Nazca Çizgileri – Uzaylıların Hava Sahası İşaretleri Mi ?

“Nazca Çizgileri” (Peru’da bulunmaktadır) kuş bakışına sahip olmayan insanlar tarafından yapıldığı için bu durumda “Uzaylılar” tarafından yardım aldıkları düşünülmektedir. Oysa bulundukları bölgede tepeciklerin üzerinden bu şekillere bakabilirlerdi, fakat işin asıl önemli kısmı ise, böylesine şekilleri oluşturabilmek için hiçbir zaman kuş bakış açısına ihtiyaçlarının olmamasıdır. “Ekin Şekilleri” için yapılan iddiaların aksine, Nazca Çizgilerinin “İnsanlar” tarafından yapıldığına dair herkes hemfikirdir.
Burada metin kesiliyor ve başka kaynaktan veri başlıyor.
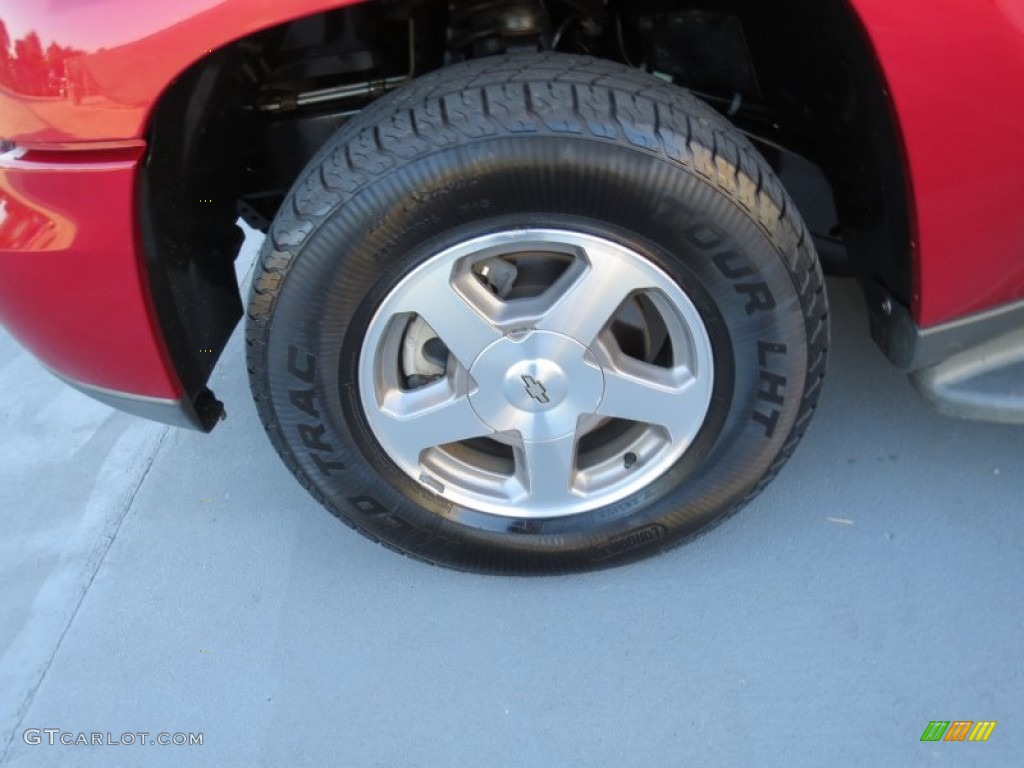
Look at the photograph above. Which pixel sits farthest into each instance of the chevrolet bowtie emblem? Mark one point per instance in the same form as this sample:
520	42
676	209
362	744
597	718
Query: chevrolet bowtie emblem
536	389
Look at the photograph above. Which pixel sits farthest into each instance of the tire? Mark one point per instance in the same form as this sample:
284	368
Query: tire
537	166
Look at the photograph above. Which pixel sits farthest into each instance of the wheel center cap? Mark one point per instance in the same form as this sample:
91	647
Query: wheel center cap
538	383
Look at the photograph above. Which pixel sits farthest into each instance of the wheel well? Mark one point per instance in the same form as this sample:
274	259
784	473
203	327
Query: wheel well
230	135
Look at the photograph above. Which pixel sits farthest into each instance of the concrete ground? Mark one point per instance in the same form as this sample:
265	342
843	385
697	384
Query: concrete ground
163	581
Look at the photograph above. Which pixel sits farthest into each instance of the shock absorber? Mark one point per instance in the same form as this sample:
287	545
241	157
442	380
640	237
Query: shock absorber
482	28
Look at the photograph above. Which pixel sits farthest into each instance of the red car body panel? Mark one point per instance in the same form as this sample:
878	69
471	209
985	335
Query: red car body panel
73	287
955	71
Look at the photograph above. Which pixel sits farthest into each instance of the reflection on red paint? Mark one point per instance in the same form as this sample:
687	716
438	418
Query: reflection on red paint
29	69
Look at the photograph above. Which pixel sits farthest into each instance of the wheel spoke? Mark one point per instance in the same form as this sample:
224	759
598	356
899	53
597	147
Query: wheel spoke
654	395
549	470
463	328
415	421
589	301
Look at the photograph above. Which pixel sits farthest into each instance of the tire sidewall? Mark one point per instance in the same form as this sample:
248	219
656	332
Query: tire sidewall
730	267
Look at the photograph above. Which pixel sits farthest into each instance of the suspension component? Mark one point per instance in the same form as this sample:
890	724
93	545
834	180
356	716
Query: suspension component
481	28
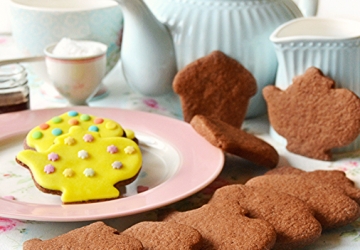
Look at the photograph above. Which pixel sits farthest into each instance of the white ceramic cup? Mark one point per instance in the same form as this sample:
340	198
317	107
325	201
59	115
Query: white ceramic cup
330	44
37	23
76	78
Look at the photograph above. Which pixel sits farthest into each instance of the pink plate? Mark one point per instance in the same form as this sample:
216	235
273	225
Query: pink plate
177	163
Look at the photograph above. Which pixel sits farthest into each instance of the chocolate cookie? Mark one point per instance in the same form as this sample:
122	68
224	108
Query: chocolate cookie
165	235
215	85
332	207
291	218
332	177
225	226
235	141
313	115
95	236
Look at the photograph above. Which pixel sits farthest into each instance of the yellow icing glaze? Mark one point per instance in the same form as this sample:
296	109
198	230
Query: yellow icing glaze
107	128
76	187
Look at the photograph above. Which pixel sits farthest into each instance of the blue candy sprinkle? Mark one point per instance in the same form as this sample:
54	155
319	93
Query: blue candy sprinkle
56	131
94	128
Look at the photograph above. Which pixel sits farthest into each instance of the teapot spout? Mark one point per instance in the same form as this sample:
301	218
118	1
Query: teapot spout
308	7
147	50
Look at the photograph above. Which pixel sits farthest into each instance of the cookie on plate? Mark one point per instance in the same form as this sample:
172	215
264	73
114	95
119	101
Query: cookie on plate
332	207
165	235
235	141
41	137
82	166
95	236
225	226
291	218
314	116
215	85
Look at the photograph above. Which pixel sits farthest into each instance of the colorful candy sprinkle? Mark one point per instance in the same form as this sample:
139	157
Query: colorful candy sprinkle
69	141
53	157
83	154
129	150
94	128
89	172
85	117
44	126
56	132
56	119
98	120
49	169
73	122
72	113
116	165
88	138
37	135
112	149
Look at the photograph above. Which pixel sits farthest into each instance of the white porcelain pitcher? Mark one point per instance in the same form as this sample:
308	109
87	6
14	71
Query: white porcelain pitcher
332	45
163	36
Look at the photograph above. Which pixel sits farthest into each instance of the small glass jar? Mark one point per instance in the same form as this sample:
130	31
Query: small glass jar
14	89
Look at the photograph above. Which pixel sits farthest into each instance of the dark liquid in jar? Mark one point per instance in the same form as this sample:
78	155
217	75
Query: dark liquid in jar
14	102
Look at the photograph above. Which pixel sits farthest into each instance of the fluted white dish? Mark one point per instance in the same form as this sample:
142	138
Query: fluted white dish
332	45
239	28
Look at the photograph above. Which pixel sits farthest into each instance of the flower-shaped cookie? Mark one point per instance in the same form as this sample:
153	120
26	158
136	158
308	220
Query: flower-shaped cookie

Nazca Çizgileri gibi gezegenimizin üzerinde oluşturulan şekillere genel olarak “Jeoglif” (Geoglyph) denilmektedir. Geometrik şekiller haricinde doğadaki şeyleri andıran (Hayvan, bitki, çiçek vs) şekillere de “Biyomorf” (Biomorph) denilmektedir. Jeoglifler, belirli bir alanda bulunan taşların kaldırılması, ters yüz edilmesi yada düzenlenmesiyle oluşturulmaktadır. Bunlarla oluşturulan şekiller Geometrik, Doğa Öğeleri, Bitki, Hayvan ve İnsan şeklinde olabilmektedir. Nazca Çizgileri haricindeki diğer jeoglif örnekleri de şöyledir:
1- Blythe Intaglios (ABD)
2- Pintados, Atacama Çölü (Şili)
3- Effigy Mounds (ABD)
4- Quebrada de Santo Domingo (Peru)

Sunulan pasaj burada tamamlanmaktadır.